House to Vote on Proxy Advisory Firm Reform Bill Next Week

December 08, 2017

The House of Representatives will vote next week on HR Policy-supported legislation that would impose a more rigorous SEC registration and oversight process for proxy advisory firms.  As described in a Center On Executive Compensation policy brief, the bipartisan Corporate Governance Reform and Transparency Act (H.R. 4015) would require proxy advisory firms to:
  • File a detailed registration application with the SEC, confirming that they have sufficient resources to fulfill their fiduciary duties in analyzing proxies;
  • Disclose "potential or actual conflicts of interest" relating to the ownership structure of the proxy advisory firm, including whether the proxy advisor provides ancillary services, such as consulting, to corporate issuers, and if so the revenue derived from those services as well as how those conflicts will be addressed; and
  • Have sufficient resources to ensure proxy voting recommendations are based on accurate and current information.

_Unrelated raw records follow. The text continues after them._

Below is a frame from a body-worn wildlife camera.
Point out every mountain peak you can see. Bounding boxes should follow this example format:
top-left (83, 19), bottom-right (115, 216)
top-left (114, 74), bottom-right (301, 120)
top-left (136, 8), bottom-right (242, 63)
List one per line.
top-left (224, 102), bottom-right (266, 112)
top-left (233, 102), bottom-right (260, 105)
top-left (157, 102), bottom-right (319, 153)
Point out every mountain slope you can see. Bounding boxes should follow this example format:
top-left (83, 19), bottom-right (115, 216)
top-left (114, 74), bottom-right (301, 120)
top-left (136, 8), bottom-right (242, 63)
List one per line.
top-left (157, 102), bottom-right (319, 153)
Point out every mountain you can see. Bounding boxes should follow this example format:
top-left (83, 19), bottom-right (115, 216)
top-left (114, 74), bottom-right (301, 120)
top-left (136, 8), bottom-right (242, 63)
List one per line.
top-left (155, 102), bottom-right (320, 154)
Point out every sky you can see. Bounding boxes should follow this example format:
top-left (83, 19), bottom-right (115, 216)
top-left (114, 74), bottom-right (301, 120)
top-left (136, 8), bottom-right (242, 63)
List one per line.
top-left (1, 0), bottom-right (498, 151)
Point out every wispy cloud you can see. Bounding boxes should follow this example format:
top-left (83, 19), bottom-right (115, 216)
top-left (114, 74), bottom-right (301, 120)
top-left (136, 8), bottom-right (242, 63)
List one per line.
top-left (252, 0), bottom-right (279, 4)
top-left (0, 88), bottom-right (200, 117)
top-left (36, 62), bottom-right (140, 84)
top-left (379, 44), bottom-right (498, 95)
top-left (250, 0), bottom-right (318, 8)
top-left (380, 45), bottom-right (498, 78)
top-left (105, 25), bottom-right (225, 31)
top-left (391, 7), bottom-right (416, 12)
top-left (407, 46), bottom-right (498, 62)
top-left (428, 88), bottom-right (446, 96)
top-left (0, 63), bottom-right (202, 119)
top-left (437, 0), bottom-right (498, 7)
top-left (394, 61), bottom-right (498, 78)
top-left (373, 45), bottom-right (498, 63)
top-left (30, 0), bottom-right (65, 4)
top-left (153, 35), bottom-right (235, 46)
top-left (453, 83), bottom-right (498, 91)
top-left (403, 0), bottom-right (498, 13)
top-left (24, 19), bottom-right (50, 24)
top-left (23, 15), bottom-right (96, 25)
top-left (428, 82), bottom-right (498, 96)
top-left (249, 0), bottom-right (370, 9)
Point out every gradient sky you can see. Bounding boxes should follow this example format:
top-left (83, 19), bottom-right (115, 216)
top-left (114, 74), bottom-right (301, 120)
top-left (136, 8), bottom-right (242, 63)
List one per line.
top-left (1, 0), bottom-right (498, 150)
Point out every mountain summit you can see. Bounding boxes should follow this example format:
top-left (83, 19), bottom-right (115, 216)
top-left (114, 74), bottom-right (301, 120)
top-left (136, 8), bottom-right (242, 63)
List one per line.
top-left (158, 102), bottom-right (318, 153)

The bill would also repeal the two staff "No Action" letters that currently set the regulatory framework for proxy advisory firms and effectively encourage institutional investors to use such firms to discharge their fiduciary duty to vote proxies.  The House Financial Services Committee approved the bill on November 15 on a 40-20 vote with the following Democrats voting in support of the bill: Representatives Gregory Meeks (D-NY), Jim Himes (D-CT), Bill Foster (D-IL), John Delaney (D-MD), Kyrsten Sinema (D-AZ), and Josh Gottheimer (D-NJ).  The bill was previously included in the comprehensive Financial Choice Act 2.0, the Dodd-Frank reform measure which passed the House earlier this year, but has not had any action taken in the Senate.